- Fly into Boston next Wednesday, where Otes will fetch me from the airport and I will (of my own volition, though the promise of wine helps) spend the next two days helping him and Sean pack for their impending move.
- Head to the Cape on the weekend, either via Greyhound with Jonny D. on Friday night or with Paula (and the rest of New England) on Saturday morning.
- Drive home with Mom, Dad, and Greg on Sunday night, and stay in CT until Wednesday morning, at which point I will...
- ...fly to Pittsburgh to see Rachel, David, and adorable little Joseph for a few days.
- Fly to Philly (alas, Southwest goes no closer to NYC) on Friday afternoon, and somehow (SEPTA? New Jersey Transit? Greyhound again?) deposit myself in downtown Manhattan.
- Ingest as much of New York as I can before Amtrak-ing back to Boston on Sunday night for one last hurrah before the aforementioned crack-of-dawn departure on Tuesday.

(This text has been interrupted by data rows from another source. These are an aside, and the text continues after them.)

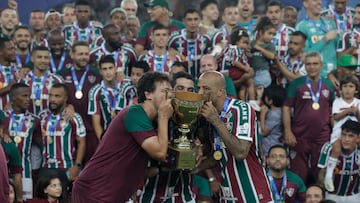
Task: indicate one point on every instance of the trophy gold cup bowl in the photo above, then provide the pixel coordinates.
(182, 151)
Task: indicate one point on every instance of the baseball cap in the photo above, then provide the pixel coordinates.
(153, 3)
(347, 60)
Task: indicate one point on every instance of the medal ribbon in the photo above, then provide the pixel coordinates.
(78, 86)
(38, 88)
(17, 128)
(318, 25)
(60, 65)
(314, 97)
(291, 66)
(87, 33)
(217, 139)
(8, 78)
(277, 38)
(279, 196)
(18, 61)
(160, 67)
(112, 101)
(52, 127)
(342, 24)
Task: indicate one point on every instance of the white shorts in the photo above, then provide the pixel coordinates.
(344, 199)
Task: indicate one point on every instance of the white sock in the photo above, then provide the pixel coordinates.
(330, 167)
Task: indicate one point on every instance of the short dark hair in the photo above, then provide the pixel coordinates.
(237, 33)
(179, 63)
(264, 24)
(63, 86)
(147, 83)
(180, 75)
(79, 43)
(206, 3)
(273, 3)
(191, 10)
(44, 181)
(159, 26)
(82, 3)
(351, 126)
(3, 40)
(299, 33)
(22, 27)
(106, 59)
(276, 94)
(143, 65)
(350, 79)
(278, 146)
(39, 48)
(17, 86)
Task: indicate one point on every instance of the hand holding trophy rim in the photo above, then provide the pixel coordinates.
(187, 105)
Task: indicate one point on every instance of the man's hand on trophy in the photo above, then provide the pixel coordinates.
(209, 112)
(165, 109)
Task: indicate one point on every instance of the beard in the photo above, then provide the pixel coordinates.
(115, 45)
(57, 107)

It's funny: I keep describing this trip to friends and colleagues as a chance to relax, do no work, and generally lounge around. Of course, it's clearly insane: not even counting my cross-country flights, I must be spending the equivalent of a full day on various forms of mass transit, and I haven't scheduled more than three days in one place.
But I couldn't be happier. This is a vacation I feel like I need more than ever, both because I still feel like I need to keep slathering myself in some sort of balm that will help dull the effects of the various stressful events of the past half-year and because, with the exception of Amtrak's bathrooms and Logan before dawn, I love everything that awaits me: some of my best friends, some of my favorite cities, time with the family that loves me without question and without fail, the chance to pick blueberries from Twin Chimney's bushes and run the Rail Trail in Orleans in the cool of the morning and swim in the Atlantic.
And the chance, best of all, to fall asleep on thirteen cricket-soaked, open-windowed evenings with the smart of heartache, the gut-punch of financial worry, and the tug of uncertainty thousands and thousands of miles away.